(2 weeks, 1 day ago)
Public Bill CommitteesIt is a pleasure to serve under your chairmanship, Ms Lewell. As we have heard today, and for those who have encountered it in their constituencies, cuckooing is one of the most horrific crimes that can be inflicted upon victims. During my time as a police officer, I dealt with several cases of cuckooing, but I often found that those responsible were not held to account as effectively as they should have been. Not only did I deal with that in my time as an officer; since my election to this place, I have had reports to my office of such cases still ongoing.
A person’s home should be a place where they feel safe and secure. When that home is taken over and used for criminal activity, it causes significant harm not only to the resident but, in many cases, to their wider family. At its core, cuckooing is the sinister practice of criminals taking control of someone’s home to use it as a base for illicit activities, such as drug dealing, storing weapons or trafficking illegal goods. The victims of this crime are often left powerless in the face of ruthless exploitation. They are often vulnerable and too scared to speak out.
Perpetrators of cuckooing prey on vulnerable individuals through intimidation, coercion and, sometimes, outright violence to seize control of the victim’s home. They exploit personal struggles such as poverty, mental health issues, addiction and more, which make their victims particularly susceptible to manipulation. Once the criminals have taken control, the victim’s once-safe home is turned into a place of fear and abuse.
Before the Bill, cuckooing was not classified as a specific crime in England and Wales. That created a major gap in the law that I found extremely frustrating when serving as an officer. Perpetrators knew that they could, in effect, get away with this act, even if they were also committing other offences. Those responsible were typically prosecuted for offences such as drug trafficking or unlawful possession of firearms. However, the long-lasting harm and trauma that they inflicted on their victims often went unrecognised by the justice system.

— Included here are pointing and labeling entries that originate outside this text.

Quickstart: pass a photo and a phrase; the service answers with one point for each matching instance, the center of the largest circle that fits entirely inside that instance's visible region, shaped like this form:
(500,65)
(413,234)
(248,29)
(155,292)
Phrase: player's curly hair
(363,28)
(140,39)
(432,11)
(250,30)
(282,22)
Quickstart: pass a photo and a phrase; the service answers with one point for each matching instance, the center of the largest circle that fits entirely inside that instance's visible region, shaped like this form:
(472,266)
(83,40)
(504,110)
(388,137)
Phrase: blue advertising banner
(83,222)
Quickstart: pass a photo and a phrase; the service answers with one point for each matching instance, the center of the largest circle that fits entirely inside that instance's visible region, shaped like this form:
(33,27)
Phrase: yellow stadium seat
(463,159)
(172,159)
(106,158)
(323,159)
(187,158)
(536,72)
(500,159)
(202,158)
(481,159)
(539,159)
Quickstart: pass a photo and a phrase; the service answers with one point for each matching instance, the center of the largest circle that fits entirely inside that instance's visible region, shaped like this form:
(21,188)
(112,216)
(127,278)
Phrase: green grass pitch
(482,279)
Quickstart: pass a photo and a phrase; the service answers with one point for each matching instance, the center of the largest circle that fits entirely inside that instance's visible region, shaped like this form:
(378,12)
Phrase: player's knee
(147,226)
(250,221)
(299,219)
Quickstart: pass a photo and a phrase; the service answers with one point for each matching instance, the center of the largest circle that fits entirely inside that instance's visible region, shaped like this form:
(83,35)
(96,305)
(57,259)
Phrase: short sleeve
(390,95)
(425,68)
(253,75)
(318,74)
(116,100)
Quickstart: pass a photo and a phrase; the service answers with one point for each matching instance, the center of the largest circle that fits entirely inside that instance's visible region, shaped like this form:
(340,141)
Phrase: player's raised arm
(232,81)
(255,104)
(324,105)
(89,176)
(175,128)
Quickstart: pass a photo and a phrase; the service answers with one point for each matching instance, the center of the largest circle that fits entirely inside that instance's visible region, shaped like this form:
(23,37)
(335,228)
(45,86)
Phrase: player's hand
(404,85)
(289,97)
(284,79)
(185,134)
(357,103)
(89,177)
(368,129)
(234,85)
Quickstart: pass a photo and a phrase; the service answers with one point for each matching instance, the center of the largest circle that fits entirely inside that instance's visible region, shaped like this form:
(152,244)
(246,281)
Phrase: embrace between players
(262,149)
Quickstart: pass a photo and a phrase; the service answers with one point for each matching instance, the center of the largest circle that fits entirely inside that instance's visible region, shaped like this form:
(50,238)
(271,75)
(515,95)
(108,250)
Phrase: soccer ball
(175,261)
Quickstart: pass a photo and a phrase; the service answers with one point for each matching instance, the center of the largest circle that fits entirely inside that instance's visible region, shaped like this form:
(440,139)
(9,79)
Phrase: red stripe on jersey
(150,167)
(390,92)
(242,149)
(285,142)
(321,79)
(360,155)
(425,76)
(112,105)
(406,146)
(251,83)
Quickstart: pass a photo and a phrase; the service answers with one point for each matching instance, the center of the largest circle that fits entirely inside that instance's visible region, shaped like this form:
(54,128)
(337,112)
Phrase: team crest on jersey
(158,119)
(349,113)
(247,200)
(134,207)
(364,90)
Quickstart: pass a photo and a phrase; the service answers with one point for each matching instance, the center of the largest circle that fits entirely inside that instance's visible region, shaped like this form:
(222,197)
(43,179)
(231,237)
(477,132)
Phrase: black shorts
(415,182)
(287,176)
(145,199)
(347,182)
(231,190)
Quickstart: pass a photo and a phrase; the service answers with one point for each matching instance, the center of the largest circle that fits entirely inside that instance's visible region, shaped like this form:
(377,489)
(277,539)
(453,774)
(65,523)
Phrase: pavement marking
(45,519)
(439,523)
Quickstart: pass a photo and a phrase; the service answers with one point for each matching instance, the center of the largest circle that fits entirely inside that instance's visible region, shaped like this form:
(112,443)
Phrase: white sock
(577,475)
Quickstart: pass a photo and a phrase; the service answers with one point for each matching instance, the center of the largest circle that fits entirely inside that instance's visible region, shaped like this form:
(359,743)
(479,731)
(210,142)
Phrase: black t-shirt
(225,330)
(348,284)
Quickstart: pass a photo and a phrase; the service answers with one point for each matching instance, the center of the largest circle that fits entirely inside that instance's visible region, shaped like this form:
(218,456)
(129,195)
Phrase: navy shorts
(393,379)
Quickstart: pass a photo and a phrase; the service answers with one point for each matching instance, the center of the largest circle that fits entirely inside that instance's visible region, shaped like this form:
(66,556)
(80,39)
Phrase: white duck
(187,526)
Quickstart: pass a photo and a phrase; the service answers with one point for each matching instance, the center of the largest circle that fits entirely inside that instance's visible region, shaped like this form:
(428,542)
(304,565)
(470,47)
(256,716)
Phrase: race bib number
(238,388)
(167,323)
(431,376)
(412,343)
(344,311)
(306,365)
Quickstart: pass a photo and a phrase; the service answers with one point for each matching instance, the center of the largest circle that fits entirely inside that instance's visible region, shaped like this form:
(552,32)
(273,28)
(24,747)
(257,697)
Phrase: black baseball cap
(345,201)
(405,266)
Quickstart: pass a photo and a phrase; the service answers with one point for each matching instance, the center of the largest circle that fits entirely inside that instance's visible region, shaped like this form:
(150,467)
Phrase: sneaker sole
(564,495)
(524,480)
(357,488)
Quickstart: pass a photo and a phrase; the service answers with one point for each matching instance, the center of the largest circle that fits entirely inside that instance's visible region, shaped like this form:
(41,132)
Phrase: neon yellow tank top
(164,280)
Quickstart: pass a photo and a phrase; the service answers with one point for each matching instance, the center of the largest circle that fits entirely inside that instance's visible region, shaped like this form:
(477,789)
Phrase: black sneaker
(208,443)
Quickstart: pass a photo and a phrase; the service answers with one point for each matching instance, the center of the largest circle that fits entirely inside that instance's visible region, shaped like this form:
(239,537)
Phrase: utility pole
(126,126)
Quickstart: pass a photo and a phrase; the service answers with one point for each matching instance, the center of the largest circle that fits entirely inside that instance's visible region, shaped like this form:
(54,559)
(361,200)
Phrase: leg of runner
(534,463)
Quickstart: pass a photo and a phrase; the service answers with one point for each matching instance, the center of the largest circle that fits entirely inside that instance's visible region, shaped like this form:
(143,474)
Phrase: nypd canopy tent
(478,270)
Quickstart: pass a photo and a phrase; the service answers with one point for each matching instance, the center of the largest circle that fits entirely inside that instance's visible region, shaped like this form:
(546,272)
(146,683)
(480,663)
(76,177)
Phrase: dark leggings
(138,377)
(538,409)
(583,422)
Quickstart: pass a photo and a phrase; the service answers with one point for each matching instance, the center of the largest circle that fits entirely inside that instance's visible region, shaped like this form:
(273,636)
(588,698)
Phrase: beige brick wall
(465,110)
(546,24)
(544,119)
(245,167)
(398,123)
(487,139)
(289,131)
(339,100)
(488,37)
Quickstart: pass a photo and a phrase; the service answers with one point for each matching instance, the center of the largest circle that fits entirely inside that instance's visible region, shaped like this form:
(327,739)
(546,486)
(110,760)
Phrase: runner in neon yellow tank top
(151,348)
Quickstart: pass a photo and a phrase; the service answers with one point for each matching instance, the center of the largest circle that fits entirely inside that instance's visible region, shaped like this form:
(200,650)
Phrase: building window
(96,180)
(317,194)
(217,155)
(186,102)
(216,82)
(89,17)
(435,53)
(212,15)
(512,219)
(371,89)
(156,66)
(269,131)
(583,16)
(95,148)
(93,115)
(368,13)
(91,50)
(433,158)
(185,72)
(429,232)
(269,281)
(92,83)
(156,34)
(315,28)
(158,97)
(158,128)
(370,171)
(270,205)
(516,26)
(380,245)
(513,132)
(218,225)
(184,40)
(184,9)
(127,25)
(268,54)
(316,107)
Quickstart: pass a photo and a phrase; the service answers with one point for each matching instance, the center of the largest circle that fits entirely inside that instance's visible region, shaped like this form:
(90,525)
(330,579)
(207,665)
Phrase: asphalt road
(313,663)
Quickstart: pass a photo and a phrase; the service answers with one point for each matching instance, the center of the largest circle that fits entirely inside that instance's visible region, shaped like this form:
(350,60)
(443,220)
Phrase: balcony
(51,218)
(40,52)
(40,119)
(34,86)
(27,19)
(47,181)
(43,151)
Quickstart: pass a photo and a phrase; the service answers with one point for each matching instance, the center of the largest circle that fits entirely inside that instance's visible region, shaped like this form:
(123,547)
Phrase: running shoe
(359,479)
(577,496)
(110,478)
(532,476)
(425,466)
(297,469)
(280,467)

Cuckooing is a distinct crime. I am pleased that it is finally receiving its own legal recognition and that victims are finally being given the justice that they deserve. I therefore welcome the inclusion of this offence in the Bill. The new legislation is a significant step forward, providing a clear legal framework that targets those who exploit vulnerable individuals by taking control of their homes. By making cuckooing a specific offence, the law will empower the police to take more decisive action against those who engage in this abhorrent practice. That shows that, once again, this Government are putting victims at the heart of all we are doing.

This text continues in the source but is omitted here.